Похоже было, что лучшие дни родни прошли ещё в те времена, которых я не помнила, да и не могла помнить, потому что меня тогда и на свете не было! Странное дело: я-то считала, что была всегда! Про те дни говорили по-разному: «до войны», «в эстонское время», «во времена Пятса», «до прихода русских». Тогда жизнь была совсем другой: праздники пожарных и представления в Народном доме, велосипеды «Хускварна»[4] и туфли из настоящей змеиной кожи, сладкий медовый напиток и сосиски многих сортов в каждом магазине.
И люди могли свободно говорить обо всём, о чём хотели.
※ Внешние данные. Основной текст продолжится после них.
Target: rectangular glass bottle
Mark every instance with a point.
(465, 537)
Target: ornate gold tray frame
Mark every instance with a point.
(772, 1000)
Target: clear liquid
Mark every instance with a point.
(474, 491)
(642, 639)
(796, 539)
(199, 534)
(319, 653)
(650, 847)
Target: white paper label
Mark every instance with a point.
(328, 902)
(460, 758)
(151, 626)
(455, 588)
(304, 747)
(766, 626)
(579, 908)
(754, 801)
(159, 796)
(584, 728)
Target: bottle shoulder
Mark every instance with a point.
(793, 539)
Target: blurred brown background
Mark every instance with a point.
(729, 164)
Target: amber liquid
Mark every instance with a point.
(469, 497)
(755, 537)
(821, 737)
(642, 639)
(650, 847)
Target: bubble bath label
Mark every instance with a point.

Наверное, они потому могли, что меня тогда ещё не было, — всякий раз, когда разговор родни делался легкомысленным или когда начинали говорить что-то такое, на что все взрослые реагировали испугано или начинали громко смеяться, — каждый раз кто-нибудь напоминал: «Выбирайте слова в присутствии ребёнка!» И это было очень мило — знали, что я не всё понимаю.
Хотя на праздниках у дедушки и бабушки и было скучно-прескучно, но всегда много смеялись и никто не твердил нудным голосом, что, ох, ребёнок, ты смеёшься, а я плачу, смогу ли ещё когда-нибудь тебя увидеть…
Дедушка Роберт любил объявлять: «До тех пор, пока у меня во рту будет ещё два зуба, я буду смеяться каждый день по два раза! А когда и они выпадут, всё равно буду смеяться тайком, ночью! Ну, если ничто другое меня не будет смешить, то русский порядок и панталоны Минны всегда меня смешат!»
У бабушки действительно были смешные панталоны — длинные, с буфами и кружевами внизу, и когда после стирки они сушились на бельевой верёвке, их широкие штанины трепыхались на ветру, словно толстые танцовщицы.
Польская кровь бабушки Минны
Дом дедушки и бабушки стоял не в лесу, как дом бабушки Красной Шапочки, а вблизи большой дороги, в яблоневом саду, огороженном забором из планок. Это был довольно большой серый деревянный дом, но на самом деле больше чем наполовину он был пустой и нежилой. Войти в него через главный вход было невозможно — дверь была забита двумя досками крест-накрест, а окно, глядящее на дорогу, было закрыто ставнями. Чтобы попасть в дом, нужно было снять две поперечные доски ворот, пройти через яблоневый сад и завернуть за угол дома. Сам-то дом был скучно-серый, но собачья будка возле крыльца была прекрасна — с высокой двускатной крышей и выкрашена в красивый жёлтый цвет. Будка была большой, потому что когда-то — конечно, в то легендарное время, когда меня ещё на свете не было, — там жили в тёплую пору две гончие Крапп и Кай. Но Крапп давно околел, и жёлтая с белыми пятнами Кай пользовалась будкой больше как дачей — в холодное время она жила в кухне и спала на подушке в плетёном кресле.